Catarina Agatta is a hacker. She can cripple mainframes and crash through firewalls, but that’s not what makes her special. In Cat’s world, people are implanted with technology to recode their DNA, allowing them to change their bodies in any way they want. And Cat happens to be a gene-hacking genius.
That’s no surprise, since Cat’s father is Dr. Lachlan Agatta, a legendary geneticist who may be the last hope for defeating a plague that has brought humanity to the brink of extinction. But during the outbreak, Lachlan was kidnapped by a shadowy organization called Cartaxus, leaving Cat to survive the last two years on her own.
When a Cartaxus soldier, Cole, arrives with news that her father has been killed, Cat’s instincts tell her it’s just another Cartaxus lie. But Cole also brings a message: before Lachlan died, he managed to create a vaccine, and Cole needs Cat’s help to release it and save the human race.
Now Cat must decide who she can trust: The soldier with secrets of his own? The father who made her promise to hide from Cartaxus at all costs? In a world where nature itself can be rewritten, how much can she even trust herself?
I have conflicted feelings about this book. There’s a deadly outbreak of an airborne virus that keeps most of society locked underground, there’s manipulation of genes, and there’s hacking. This Mortal Coil combines everything I love into one book; science and a post-apacolyptic setting. The book took a total different direction than what I was hoping for. I really love reading about post-apacolyptic societies and I was hoping the story would be more focused on the virus side rather than the science and hacking side. That is not what I got. It seemed to me that the virus was just in the background. It was only acknowledged a few times. I mean, the point of this book was for Catarina and her friends to unlock and release the vaccine to the world, but it seemed to really focus more on the technology and hacking aspect. It just seemed like there was so much going on at once and having scientific and hacking terms being thrown everywhere just overwhelmed me. It felt more like a chore to read this book than actually being able to enjoy the story and relax. I really felt like at times I was reading a science book.
What I did love about this book were the characters. I loved Catarina as a main character. She was super intelligent and a genius hacker. She also had sympathy for those around her and always wanted to do the right thing.
Cole was another brilliant character. He had this amazing protective instinct that just really made me like him as a person. He really cared for Catarina and his feelings came across really well in the book.
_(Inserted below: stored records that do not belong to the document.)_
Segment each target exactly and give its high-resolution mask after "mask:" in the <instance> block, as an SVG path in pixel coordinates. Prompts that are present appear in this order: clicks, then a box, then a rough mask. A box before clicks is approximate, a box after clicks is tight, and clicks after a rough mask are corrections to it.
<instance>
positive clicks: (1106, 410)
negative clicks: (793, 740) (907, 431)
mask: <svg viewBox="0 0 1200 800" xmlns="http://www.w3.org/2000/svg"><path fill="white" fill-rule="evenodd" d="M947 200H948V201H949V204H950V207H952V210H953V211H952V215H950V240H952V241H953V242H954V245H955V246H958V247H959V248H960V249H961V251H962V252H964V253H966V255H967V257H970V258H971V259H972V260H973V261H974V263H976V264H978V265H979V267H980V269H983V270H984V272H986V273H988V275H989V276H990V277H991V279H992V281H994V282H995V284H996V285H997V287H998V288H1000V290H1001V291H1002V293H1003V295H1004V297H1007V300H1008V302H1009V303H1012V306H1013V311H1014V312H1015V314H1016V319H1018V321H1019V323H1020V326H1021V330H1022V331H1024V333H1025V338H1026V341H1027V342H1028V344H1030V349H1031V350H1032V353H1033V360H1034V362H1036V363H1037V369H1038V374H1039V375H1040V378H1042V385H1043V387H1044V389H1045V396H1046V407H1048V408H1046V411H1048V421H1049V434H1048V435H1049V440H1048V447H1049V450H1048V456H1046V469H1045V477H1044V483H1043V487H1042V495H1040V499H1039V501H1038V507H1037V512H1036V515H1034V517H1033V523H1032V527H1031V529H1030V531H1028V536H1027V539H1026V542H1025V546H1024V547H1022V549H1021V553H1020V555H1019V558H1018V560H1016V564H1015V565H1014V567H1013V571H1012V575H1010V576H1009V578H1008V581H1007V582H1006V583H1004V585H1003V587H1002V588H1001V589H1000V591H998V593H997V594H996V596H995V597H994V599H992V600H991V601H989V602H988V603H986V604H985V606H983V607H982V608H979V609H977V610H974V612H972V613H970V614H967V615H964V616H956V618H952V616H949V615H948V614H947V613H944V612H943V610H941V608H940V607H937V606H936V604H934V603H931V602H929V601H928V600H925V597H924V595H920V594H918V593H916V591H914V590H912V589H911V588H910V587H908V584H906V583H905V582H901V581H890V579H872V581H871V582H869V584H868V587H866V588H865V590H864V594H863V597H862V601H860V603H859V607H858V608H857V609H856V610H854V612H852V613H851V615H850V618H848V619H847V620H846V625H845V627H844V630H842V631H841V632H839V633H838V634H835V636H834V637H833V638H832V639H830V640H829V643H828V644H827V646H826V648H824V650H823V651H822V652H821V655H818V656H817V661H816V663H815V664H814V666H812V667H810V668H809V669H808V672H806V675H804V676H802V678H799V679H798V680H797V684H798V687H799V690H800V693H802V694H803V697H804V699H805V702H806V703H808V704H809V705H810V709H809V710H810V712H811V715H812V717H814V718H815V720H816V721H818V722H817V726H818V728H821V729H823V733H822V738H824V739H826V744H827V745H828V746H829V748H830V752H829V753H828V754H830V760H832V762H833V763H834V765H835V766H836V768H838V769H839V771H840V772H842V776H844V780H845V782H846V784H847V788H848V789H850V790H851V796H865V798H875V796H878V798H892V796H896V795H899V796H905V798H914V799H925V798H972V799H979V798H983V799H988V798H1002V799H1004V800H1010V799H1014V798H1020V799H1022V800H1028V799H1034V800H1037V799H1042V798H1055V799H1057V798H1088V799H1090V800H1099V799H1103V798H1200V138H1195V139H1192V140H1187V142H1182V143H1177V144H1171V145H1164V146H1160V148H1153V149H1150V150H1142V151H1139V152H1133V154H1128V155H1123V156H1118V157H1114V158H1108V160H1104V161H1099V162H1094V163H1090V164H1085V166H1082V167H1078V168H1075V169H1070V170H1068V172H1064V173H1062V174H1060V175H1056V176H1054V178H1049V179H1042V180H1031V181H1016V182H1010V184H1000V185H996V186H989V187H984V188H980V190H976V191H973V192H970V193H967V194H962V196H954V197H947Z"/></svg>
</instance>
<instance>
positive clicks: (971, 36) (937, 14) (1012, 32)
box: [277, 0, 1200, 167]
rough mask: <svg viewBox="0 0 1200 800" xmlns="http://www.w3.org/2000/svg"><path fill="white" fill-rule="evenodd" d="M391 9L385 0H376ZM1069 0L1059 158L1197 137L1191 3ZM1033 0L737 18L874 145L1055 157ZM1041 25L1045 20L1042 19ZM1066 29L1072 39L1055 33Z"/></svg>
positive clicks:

Lachlan, Catarina’s father, was another interesting character. I don’t want to give too much away, but I can say he was a genius when it came to hacking and anything science-y. I thought he was a really well-written character.
The first half of this book really dragged for me. I think I was just too overwhelmed with all the information that was dumped on us. The second half of the book was much better. I really loved the ending! It was very unpredictable and surprising. At first, I didn’t think I was going to pick up the sequel to this book, but the ending may have changed my mind. I’m still deciding. If you love books that are techy and deal with science, I do believe you will really enjoy this book. I’ve changed my rating so many times for this book because of my conflicting feelings, but I think I am going with 3.5 out of 5 stars as my final rating.
Sorry if this review was rambly and kind of all over the place. I had a hard time putting into words how I felt about this book.
Thank you to NetGalley and Emily Suvada for this advanced copy in return for an honest review.